I would just think by now (over a year) he would have grown a pair. Even a small pair.


----------



## tom67 (Oct 2, 2012)

LostViking said:


> Why the fvck are you friends with a person who would do this?
> _Posted via Mobile Device_


:slap::slap::banghead:


----------



## Rugs (Apr 12, 2013)

Rugs said:


> I use the term loosely. My husband was a serial cheater so I one: like to hear the cheaters silly rationalizations and two, I'm the one who got her to come clean and get both into IC but nothing seems to be opening any eyes.


Why can't someone try to help a friend in need? I got her to come clean and enter both in IC.


----------



## LostViking (Mar 26, 2013)

Just back off. Let them sort it out. You can't change her husband.

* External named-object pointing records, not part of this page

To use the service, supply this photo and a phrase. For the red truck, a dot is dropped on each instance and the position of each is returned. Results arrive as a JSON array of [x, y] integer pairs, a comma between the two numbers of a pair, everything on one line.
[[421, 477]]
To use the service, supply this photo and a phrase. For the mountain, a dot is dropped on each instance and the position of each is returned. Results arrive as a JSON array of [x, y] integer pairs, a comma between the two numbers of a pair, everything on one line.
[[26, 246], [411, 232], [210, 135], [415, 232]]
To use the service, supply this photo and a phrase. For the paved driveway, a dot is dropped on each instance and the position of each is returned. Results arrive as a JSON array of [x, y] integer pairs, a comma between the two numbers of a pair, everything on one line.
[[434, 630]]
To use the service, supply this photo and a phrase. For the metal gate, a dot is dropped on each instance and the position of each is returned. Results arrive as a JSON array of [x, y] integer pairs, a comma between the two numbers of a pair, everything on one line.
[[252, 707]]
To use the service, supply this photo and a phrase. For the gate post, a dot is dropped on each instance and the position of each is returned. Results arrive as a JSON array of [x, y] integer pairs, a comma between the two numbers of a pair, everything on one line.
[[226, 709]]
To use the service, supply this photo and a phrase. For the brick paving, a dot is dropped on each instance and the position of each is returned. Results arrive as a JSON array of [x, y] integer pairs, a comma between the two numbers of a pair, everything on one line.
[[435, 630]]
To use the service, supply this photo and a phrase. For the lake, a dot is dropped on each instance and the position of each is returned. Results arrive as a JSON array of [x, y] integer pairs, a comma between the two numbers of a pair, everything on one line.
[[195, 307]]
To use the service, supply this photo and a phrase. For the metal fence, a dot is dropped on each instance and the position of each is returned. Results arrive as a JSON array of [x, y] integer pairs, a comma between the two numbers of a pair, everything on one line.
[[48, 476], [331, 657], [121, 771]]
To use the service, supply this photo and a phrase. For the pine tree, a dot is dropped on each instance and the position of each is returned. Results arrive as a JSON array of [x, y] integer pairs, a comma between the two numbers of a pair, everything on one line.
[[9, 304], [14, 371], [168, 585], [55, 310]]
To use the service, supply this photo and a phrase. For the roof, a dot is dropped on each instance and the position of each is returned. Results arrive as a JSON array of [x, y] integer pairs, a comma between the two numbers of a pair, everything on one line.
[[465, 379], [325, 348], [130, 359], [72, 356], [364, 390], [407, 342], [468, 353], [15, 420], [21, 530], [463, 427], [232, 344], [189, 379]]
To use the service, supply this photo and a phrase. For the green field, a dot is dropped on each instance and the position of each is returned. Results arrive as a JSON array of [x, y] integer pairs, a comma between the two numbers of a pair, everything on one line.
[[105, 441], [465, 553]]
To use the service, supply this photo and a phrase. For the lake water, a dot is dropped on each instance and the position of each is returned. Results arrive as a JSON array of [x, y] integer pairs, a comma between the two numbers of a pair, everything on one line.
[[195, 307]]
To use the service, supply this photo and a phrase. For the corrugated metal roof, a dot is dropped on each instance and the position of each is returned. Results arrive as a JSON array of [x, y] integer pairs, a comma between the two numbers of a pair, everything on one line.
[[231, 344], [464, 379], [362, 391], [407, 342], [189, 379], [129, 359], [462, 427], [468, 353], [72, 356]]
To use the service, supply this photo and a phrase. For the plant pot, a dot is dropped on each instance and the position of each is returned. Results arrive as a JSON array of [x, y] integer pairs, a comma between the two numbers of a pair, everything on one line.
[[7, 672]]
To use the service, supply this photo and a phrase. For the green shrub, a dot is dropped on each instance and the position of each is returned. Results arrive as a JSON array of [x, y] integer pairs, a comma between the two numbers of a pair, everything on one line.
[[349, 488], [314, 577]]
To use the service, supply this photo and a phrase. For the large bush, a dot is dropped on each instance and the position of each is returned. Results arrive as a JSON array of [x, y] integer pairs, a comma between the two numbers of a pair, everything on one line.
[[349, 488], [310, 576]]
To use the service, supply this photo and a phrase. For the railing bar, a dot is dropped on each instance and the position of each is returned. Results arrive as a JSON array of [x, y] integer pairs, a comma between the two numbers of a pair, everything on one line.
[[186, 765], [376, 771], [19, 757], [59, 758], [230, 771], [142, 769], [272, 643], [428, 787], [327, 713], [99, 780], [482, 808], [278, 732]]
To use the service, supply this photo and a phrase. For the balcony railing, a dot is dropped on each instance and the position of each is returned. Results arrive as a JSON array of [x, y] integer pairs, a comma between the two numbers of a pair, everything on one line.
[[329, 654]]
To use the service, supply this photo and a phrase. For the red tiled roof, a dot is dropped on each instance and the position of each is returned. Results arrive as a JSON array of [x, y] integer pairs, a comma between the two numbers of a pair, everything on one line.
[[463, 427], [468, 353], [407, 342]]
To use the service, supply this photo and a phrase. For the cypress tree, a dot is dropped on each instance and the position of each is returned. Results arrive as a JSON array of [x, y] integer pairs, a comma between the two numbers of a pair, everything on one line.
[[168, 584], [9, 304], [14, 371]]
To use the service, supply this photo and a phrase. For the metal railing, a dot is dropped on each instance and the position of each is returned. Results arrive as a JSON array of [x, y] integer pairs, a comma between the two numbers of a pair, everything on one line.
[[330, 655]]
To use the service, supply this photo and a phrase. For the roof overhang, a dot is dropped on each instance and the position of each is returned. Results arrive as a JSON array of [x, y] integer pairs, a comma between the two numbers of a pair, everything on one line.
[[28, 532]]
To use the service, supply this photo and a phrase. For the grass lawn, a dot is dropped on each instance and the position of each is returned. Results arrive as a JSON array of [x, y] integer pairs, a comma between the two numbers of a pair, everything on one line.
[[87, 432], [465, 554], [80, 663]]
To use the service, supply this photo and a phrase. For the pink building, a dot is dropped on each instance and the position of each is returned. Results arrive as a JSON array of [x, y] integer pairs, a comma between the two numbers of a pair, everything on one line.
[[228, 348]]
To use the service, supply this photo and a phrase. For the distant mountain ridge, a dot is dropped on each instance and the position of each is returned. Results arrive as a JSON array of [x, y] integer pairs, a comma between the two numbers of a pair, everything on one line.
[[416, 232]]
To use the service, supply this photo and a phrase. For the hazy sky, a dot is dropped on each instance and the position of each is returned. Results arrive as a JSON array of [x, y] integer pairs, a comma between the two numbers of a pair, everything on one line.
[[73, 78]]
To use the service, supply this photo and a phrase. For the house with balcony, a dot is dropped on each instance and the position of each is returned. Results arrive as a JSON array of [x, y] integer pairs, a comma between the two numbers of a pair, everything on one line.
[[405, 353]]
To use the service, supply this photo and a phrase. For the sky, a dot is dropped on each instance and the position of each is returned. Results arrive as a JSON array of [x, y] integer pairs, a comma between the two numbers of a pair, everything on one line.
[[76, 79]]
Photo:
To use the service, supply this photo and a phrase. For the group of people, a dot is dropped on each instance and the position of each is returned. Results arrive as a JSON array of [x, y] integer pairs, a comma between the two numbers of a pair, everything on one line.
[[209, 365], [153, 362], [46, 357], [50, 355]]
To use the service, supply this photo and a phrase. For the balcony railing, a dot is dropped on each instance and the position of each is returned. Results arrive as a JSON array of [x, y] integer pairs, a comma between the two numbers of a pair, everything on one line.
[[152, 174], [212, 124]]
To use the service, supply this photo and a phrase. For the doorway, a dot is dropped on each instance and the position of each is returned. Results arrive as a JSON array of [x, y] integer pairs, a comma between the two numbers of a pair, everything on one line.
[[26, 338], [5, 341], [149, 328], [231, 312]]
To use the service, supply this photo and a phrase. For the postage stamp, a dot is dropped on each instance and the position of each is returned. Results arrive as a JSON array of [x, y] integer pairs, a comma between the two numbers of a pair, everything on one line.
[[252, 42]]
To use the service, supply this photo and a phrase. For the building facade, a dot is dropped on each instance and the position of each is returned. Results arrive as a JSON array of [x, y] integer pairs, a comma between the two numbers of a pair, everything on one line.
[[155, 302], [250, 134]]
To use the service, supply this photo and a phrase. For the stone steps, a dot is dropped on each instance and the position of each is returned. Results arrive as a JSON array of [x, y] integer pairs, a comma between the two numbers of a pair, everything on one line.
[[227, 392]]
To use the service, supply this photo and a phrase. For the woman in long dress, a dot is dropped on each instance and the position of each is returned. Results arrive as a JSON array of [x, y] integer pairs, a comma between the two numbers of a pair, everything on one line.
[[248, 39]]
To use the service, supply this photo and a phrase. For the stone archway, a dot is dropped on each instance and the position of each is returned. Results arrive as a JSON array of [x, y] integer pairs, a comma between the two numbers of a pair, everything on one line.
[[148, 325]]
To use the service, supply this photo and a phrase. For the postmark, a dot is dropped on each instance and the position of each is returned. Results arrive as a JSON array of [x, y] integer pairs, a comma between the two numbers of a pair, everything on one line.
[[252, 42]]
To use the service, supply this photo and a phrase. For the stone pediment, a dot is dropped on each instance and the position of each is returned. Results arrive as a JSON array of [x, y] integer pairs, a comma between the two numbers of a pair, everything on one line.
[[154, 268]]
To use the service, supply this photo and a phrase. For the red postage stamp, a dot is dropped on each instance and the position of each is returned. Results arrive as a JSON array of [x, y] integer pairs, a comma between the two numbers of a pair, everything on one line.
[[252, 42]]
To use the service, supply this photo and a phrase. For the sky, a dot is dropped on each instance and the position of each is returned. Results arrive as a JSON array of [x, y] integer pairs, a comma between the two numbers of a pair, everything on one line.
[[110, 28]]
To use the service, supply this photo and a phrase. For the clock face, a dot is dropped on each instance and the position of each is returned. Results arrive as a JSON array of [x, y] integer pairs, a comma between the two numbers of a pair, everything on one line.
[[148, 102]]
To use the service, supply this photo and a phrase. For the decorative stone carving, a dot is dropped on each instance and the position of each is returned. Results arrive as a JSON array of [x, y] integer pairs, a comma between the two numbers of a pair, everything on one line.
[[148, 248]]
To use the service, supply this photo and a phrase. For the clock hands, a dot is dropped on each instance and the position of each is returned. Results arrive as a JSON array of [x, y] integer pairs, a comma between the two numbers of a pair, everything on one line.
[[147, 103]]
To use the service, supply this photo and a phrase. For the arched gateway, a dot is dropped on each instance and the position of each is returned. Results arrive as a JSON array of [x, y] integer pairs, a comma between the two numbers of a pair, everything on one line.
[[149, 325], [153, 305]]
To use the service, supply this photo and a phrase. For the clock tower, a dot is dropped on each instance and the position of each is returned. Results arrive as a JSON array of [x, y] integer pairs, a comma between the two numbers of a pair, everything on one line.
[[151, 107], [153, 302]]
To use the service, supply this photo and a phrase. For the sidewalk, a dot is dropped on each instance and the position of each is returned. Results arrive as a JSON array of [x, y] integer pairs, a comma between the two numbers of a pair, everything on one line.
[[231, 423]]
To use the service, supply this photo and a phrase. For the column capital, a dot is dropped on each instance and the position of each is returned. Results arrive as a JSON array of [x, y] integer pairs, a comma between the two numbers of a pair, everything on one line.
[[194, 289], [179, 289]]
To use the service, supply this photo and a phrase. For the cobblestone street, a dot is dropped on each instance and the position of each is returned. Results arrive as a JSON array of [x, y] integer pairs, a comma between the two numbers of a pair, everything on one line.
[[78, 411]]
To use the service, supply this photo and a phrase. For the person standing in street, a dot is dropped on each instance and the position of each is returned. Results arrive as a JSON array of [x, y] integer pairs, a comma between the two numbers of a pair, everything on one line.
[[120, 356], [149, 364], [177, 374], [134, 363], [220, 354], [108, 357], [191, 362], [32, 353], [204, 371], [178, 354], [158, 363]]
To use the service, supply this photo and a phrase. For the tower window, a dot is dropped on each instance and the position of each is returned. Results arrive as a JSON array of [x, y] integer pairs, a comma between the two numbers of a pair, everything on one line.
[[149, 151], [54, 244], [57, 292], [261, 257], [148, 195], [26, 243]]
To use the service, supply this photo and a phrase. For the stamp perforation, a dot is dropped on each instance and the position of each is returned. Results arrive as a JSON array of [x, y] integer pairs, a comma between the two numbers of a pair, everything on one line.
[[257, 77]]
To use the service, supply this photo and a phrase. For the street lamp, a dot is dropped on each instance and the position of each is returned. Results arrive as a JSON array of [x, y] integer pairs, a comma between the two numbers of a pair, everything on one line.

If he's a milquetoast then that is what he is. Some men go their whole lives without their testicles dropping. It is what it is.
_Posted via Mobile Device_


----------



## Miarosco (Sep 24, 2013)

I am in a similar situation as ur friend. I don't think people should pass judgement until they know entire situation. Most people wouldn't understand. I caught my husband ****ing my best friend and was devastated. They carried on for another 2 months. I am in serious med situation and am unable to have sex. People hav already made fun of me on this but they don't know just like u all don't know truly what's going on with ur friend


----------



## ThePheonix (Jan 3, 2013)

The guy has relegated himself to a tenant with room and board. There's no love loss on either side. He need a place to stay. What the old saying about change the things you can and accept the things you can't.


----------